My babies are just now getting big enough to produce ANY odor whatsoever(3 weeks, very very faint odor).  This poses the question to me about what to do about the odor control.  I know the common answer is a filter(im currently using a 6" vortex in a growroom that is 2'x4'x8').  The vortex blows into a duct that blows upstairs....as you can imagine....479cfm is quite a bit of airflow and I predict that it will fill the upstairs with stench when the plant gets older.  I know the common means is to use an inline carbon filter but I really dont want to restrict the airflow.  What about those ozone generators? I know they are pricey but it seems like for a space that small(with only 2 plants growing) that it might be a way to go where i have *fresh ozone air* upstairs versus *filtered* air.  Any suggestions?


----------



## Canso (Nov 6, 2006)

*fresh ozone air*
In the amounts you need for your grow smell
Is bad for your health, I think it causes lung damage or somthing bad like that.
ozone needs to be exhausted outside.



Buy the biggest filter your room will allow, no other choice for your situation.


----------



## Tom 'Green' Thumb (Nov 7, 2006)

Actually a carbon filter (scrubber) will not restrict the air flow much at all.  If you purchase the proper one designed for your size fan it should be fine.  They are the most effective and you will not smell anything if set up properly.  If you still want to stear clear of carbon then the next best thing is an ozone generator.  For a grow your size one 'cannon' would be fine.  I say 'cannon' becaise the one I own is black and looks just like one.  It is about a foot and a half long and has a round cylinder that fans out the ozone.  You must remember though if you have children it is not good too use ozone.  The ozone can be bad for breathing and even if you have no children should not be run constantly.  If I were you do some reading on the issue before purchasing.  Hope this helps and good luck on your grow!

TGT


----------



## Brouli (Dec 14, 2006)

ION generator that is cheap  ,
  and HEPA filter and you good

but remember that ion generator will make your plant less smely so as the buds that you will produce 
keep the generator out side of your growing  "place"    but i hered frome somebody that carbon filters also make magic  like TGT said


----------



## ob1kinsmokey (Dec 14, 2006)

i wouldnt worry about restricting ariflow at all. with a 150cfms or more on a 6"can filter you are talking about good airflow. 

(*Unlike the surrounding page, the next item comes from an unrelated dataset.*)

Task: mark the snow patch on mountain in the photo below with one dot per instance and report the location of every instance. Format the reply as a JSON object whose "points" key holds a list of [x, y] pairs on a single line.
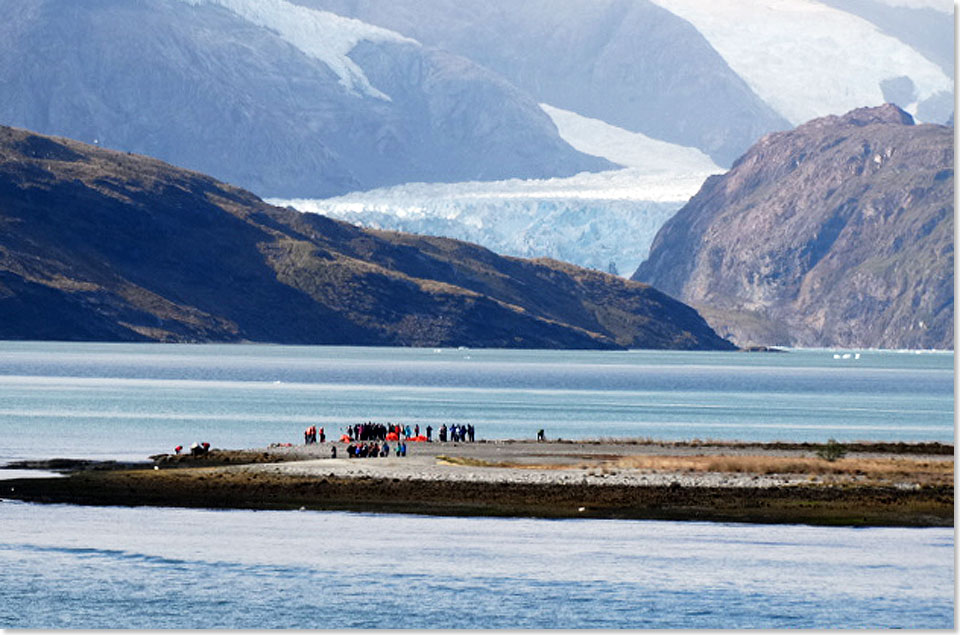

you want to reach a middle piont when your dealing with deep stench. you dont want air flow to go to fast because it wont be as efficient in clensing it of its smell. 

if you have only a faint smell, and your plants dont stink to much i would just say odors blocks. 

they really do work great. not realistic for longdistance grows. but they will work good for a month or 2 before needing to be replaced. about 8 bucks a piece.


----------